La notizia arriva dalla Svezia. Un team di ricercatori guidati da neurobiologi svedesi ha identificato una forma straordinariamente rara – è stata trovata in una sola famiglia – ma molto aggressiva di Alzheimer precoce. Si tratta di una mutazione genetica rintracciata nel DNA di più membri di una singola famiglia e che provoca la demenza in giovane età, molto prima dei 65 anni.

«Gli individui affetti hanno un’età di inizio dei sintomi intorno ai quarant’anni e soffrono di un decorso della malattia che progredisce rapidamente» spiega María Pagnon de la Vega, una degli autori dello studio che è stato pubblicato sulla rivista Science Translational Medicine.

I ricercatori hanno scoperto che la mutazione accelera la formazione di placche proteiche dannose per il cervello, note come amiloide beta, o più semplicemente come Aβ portando a perdere rapidamente funzioni esecutive come la memoria di lavoro, la flessibilità mentale e l’autocontrollo.

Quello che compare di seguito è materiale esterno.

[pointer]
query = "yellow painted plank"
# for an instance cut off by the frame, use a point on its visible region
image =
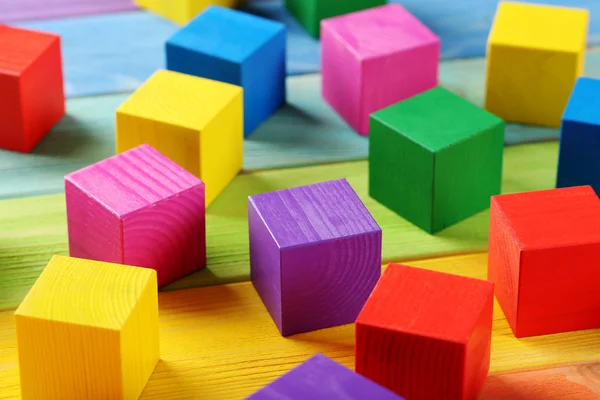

La storia della famiglia dietro la scoperta genetica è iniziata sette anni fa in Svezia, quando due fratelli sono andati in una clinica di disturbi della memoria presso l’ospedale universitario di Uppsala. A soli 40 e 43 anni, i fratelli sentivano che la loro mente era confusa e in disordine (avevano difficoltà a parlare e avevano perso la capacità di eseguire semplici calcoli) e anche un altro parente della loro età stava sperimentando sintomi quasi identici. A tutti e tre è stato diagnosticato il morbo di Alzheimer ad insorgenza precoce. Ma i medici sapevano di aver curato il padre dei due fratelli vent’anni prima per lo stesso problema e quindi hanno iniziato ad ipotizzare un legame genetico.

Pagnon de la Vega e i suoi colleghi definiscono questa forma di malattia di Alzheimer come autosomica dominante, passata da una generazione all’altra, e in rapida discesa. Non ci sono dati che suggeriscono che altre famiglie portino la delezione APP di Uppsala (così è stata nominata questa forma di Alzheimer), anche se altre forme di Alzheimer familiare sono state identificate in Svezia.